MIAMI - Senator Hillary Clinton won the Democratic primary in Florida yesterday, a contest that generated extraordinary voter interest even though the result will have no practical effect because no delegates were at stake.
With 95 percent of the vote counted, Clinton, of New York, was running ahead of Senator Barack Obama of Illinois, 50 percent to 33 percent. Former senator John Edwards of North Carolina was third, with 14 percent.
None of the Democratic candidates campaigned actively here, fulfilling a pledge to the Democratic National Committee, which punished Florida Democrats for jumping the line by scheduling their primary before Feb. 5. But supporters of Clinton and Obama worked hard to get their voters to the polls to make a symbolic show of strength.
Clinton's victory was expected and might have largely reflected her prominence on the national political scene for almost two decades.
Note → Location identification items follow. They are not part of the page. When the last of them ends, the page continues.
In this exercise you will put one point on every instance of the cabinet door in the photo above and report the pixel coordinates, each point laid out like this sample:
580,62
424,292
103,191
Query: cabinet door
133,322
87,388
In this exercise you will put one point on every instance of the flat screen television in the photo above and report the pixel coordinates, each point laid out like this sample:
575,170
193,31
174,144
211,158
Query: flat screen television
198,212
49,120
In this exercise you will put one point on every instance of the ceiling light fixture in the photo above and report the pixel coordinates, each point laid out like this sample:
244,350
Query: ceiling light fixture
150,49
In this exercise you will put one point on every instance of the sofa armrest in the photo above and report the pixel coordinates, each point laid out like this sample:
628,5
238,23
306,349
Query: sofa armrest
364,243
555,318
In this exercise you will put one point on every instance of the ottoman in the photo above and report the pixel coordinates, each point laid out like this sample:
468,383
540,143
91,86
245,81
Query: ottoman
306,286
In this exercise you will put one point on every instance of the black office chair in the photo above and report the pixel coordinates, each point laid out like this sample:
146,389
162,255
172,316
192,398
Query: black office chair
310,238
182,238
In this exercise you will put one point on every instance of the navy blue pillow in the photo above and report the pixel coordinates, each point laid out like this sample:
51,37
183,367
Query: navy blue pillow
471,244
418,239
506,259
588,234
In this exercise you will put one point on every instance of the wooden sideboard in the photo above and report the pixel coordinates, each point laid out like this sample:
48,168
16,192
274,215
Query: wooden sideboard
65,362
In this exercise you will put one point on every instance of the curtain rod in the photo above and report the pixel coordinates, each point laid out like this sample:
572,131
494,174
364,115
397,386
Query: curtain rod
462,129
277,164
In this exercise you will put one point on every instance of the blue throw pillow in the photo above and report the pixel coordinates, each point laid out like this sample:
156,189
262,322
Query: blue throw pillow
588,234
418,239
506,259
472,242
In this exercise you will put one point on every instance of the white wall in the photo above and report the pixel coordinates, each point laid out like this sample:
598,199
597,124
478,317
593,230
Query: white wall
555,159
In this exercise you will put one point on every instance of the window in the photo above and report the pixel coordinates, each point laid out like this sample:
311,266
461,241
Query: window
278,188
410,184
She did well among those who cast their votes early; among late deciders, Obama almost matched her, according to exit polls conducted by Edison/Mitofsky.
Clinton flew late yesterday to Fort Lauderdale from Washington, and in nearby Davie she thanked more than 1,000 supporters in a banquet room for a "tremendous victory."
"You know, I could not come here to ask in person for your votes, but I'm here to thank you for your votes today," she said.
She noted the record turnout of Florida Democratic primary voters and promised that, despite the lack of a formal campaign in the state, "all of your voices will go with me" if she were elected president.
By waiting until the polls closed to land in Florida, she said, she was obeying party rules. But some Obama supporters denounced Clinton's act as cynical and urged voters and journalists to dismiss Florida as a meaningless beauty contest.
"The bottom line is that Florida does not offer any delegates," said Senator John F. Kerry of Massachusetts, the 2004 Democratic nominee for president. "It is not a legitimate race."
Mark Bubriski, communications director for the state Democratic Party, said the huge turnout showed the enthusiasm Florida Democrats had for the candidates.
"Florida is a microcosm of the nation," he said. "On Feb. 5 we have the closest thing to a national primary we've ever had in the United States. This is the last opportunity for voters in any state to have their voices heard before the whole country votes."
Bubriski said he believed that ultimately Florida's 210 delegates would be seated at the national convention this summer, but that it would be up to the national party's credentials committee to determine how they would be allocated.